El resultado no se escribirá antes del 24 de mayo. Pero es cierto que la suma letal de crisis, paro y corrupción ha reforzado a una parte del electorado en su voluntad de impulsar un cambio. Tan cierto que el traslado de votos de unas a otras formaciones en la intención de los ciudadanos experimenta movimientos incoherentes. Por ejemplo, el partido de Uxue Barkos, Geroa Bai, es una de las siglas que disputa la segunda posición en el arco parlamentario navarro. Es decir, podría liderar una alternativa a la opción de un gobierno de UPN, formación que sigue obteniendo el número mayor de apoyos de todas las fuerzas políticas navarras.
Resulta peculiar que un partido profundamente nacionalista (Geroa Bai es la suma de PNV e independientes) recoja el respaldo de un buen número de votantes no nacionalistas. La razón probable, el deseo de propiciar un cambio de los partidos que gestionan Navarra. Es decir, ciudadanos que no comparten la incorporación de Navarra al País Vasco, postulado básico nacionalista que logra el respaldo del 20% de los navarros, estarían dispuestos a votar a Geroa sólo por el convencimiento de que es bueno apartar a quienes han gestionado hasta ahora y cambiar la sigla que pilote el futuro más inmediato.

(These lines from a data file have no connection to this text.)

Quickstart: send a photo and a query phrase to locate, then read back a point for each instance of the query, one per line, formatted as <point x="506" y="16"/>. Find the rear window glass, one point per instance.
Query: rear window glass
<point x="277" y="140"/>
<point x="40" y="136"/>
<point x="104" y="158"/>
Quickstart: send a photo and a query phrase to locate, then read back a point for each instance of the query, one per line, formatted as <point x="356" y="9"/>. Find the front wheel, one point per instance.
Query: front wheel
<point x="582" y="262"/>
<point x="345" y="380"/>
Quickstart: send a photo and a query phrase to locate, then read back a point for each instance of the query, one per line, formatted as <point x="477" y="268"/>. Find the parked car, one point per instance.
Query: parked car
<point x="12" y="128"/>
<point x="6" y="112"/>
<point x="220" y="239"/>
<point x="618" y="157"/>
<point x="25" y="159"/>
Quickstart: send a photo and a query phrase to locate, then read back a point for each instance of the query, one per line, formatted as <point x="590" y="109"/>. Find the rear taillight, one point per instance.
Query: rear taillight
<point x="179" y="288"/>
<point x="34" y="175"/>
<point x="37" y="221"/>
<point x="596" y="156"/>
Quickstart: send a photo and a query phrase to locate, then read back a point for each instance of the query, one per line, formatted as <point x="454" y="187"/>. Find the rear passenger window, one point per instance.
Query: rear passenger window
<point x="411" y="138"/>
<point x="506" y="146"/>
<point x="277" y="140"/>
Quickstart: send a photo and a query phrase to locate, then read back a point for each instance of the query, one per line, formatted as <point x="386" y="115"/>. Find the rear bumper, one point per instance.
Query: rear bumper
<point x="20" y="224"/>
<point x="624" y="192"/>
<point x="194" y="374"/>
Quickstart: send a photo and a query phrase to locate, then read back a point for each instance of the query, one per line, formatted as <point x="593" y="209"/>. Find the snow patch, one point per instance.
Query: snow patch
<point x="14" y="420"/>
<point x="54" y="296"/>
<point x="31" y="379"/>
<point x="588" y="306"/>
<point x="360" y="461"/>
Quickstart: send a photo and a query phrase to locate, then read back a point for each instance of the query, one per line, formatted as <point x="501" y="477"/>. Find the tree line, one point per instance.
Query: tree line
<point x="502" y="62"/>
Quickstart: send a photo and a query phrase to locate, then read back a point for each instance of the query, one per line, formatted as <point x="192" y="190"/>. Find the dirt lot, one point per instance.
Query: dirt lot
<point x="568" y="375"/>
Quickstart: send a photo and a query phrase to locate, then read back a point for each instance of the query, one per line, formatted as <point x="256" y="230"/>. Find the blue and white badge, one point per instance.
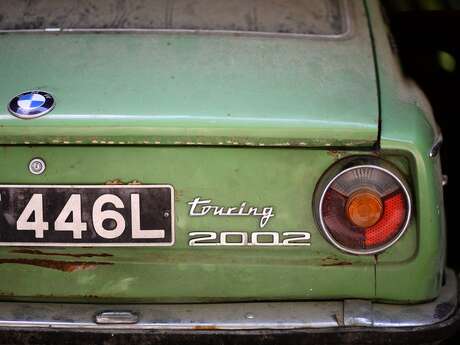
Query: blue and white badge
<point x="31" y="104"/>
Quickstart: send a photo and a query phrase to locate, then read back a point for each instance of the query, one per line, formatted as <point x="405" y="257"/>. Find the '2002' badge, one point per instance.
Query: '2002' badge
<point x="31" y="104"/>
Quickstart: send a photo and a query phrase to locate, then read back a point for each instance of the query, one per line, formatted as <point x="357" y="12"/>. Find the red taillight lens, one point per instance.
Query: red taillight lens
<point x="364" y="209"/>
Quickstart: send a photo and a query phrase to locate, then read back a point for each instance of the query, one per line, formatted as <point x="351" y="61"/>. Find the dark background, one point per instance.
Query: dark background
<point x="427" y="34"/>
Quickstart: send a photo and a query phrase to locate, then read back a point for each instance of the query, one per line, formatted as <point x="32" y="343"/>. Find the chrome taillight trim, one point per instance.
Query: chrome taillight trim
<point x="334" y="173"/>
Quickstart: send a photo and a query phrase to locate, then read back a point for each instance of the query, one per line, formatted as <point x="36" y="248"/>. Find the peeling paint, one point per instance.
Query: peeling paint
<point x="39" y="252"/>
<point x="64" y="266"/>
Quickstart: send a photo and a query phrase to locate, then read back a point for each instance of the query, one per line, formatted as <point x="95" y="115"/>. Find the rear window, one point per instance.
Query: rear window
<point x="307" y="17"/>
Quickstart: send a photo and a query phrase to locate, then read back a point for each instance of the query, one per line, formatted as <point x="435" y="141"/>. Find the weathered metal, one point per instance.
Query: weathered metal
<point x="236" y="119"/>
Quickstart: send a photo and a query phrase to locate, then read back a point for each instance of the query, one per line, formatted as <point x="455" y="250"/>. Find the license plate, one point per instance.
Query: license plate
<point x="87" y="216"/>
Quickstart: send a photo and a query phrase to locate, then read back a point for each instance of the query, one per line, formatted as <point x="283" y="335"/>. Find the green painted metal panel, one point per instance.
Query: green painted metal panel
<point x="282" y="178"/>
<point x="201" y="89"/>
<point x="409" y="129"/>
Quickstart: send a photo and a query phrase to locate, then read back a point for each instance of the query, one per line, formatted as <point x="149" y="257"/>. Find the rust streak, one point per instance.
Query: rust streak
<point x="64" y="266"/>
<point x="39" y="252"/>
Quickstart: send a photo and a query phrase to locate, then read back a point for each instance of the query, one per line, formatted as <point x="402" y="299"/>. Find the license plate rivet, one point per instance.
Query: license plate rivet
<point x="37" y="166"/>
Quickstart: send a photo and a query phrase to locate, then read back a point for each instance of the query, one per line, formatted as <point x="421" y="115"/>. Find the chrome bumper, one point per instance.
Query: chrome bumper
<point x="234" y="316"/>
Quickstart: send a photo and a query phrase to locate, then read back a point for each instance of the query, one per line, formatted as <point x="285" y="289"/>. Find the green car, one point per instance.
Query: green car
<point x="216" y="171"/>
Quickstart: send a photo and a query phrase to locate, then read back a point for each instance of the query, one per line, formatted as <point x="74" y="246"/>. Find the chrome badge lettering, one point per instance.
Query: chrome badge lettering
<point x="205" y="207"/>
<point x="199" y="208"/>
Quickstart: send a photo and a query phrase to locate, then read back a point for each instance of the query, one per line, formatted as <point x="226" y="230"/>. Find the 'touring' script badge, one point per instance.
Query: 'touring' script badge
<point x="200" y="207"/>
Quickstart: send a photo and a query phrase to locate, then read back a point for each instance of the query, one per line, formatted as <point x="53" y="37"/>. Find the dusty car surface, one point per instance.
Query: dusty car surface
<point x="185" y="169"/>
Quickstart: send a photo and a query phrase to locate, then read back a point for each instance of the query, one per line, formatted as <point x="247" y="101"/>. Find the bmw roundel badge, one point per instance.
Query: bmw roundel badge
<point x="31" y="104"/>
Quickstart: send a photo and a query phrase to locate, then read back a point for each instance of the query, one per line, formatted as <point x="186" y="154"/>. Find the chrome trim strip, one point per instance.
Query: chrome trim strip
<point x="231" y="316"/>
<point x="346" y="7"/>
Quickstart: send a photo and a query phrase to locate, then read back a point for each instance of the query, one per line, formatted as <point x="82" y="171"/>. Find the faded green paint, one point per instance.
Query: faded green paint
<point x="282" y="178"/>
<point x="220" y="90"/>
<point x="409" y="129"/>
<point x="156" y="88"/>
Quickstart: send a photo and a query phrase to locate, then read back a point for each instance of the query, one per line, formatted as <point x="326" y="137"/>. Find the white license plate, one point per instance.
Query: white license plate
<point x="107" y="215"/>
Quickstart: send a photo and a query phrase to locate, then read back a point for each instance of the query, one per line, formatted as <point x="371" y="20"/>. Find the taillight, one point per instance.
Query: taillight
<point x="363" y="205"/>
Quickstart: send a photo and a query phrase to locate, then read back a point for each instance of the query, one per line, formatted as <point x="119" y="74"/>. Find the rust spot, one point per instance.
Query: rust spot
<point x="205" y="328"/>
<point x="39" y="252"/>
<point x="336" y="154"/>
<point x="64" y="266"/>
<point x="116" y="181"/>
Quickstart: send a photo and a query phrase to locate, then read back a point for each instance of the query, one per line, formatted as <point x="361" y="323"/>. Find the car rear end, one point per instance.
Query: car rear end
<point x="213" y="177"/>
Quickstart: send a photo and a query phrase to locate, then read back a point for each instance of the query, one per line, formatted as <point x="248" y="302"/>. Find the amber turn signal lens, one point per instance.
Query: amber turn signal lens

Y lo mismo en el lado de la otra revelación de la temporada. La de Ciudadanos. Un partido fuertemente ‘jacobino’, centralizador y contrario a los derechos históricos de Navarra (fueros y Hacienda) podría encontrarse con el apoyo de muchos electores que sí defienden el fuero y un régimen fiscal diferenciado del general. La formación de Albert Rivera, puede beneficiarse de la contradicción. Los dos partidos, Geroa y Ciudadanos, parecen saberlo. Han visto que hay un hueco por donde captar nuevo voto y ambos tratan de maquillar sus presupuestos más contestados. Barkos hace declaraciones en las que llega a decir que ella tampoco es partidaria de que Navarra se integre en Euskadi y escudriña una rebuscada salida para inclinarse por una “federación de territorios forales”. Sabe que solo el 20 por ciento apuesta por incorporarse al País Vasco. Y si Barkos gira, Diego Paños, cabeza de lista por Navarra de Ciudadanos que busca captar el mayor número de votos se lanza a practicar auténtico funambulismo por el alambre asegurando sin que le dé un ataque de risa que “Ciudadanos va a recoger lo mejor de la tradición de los Fueros y de Navarra”. Que se lo digan a Albert Rivera que ha defendido abiertamente la eliminación de las haciendas navarra y vascas.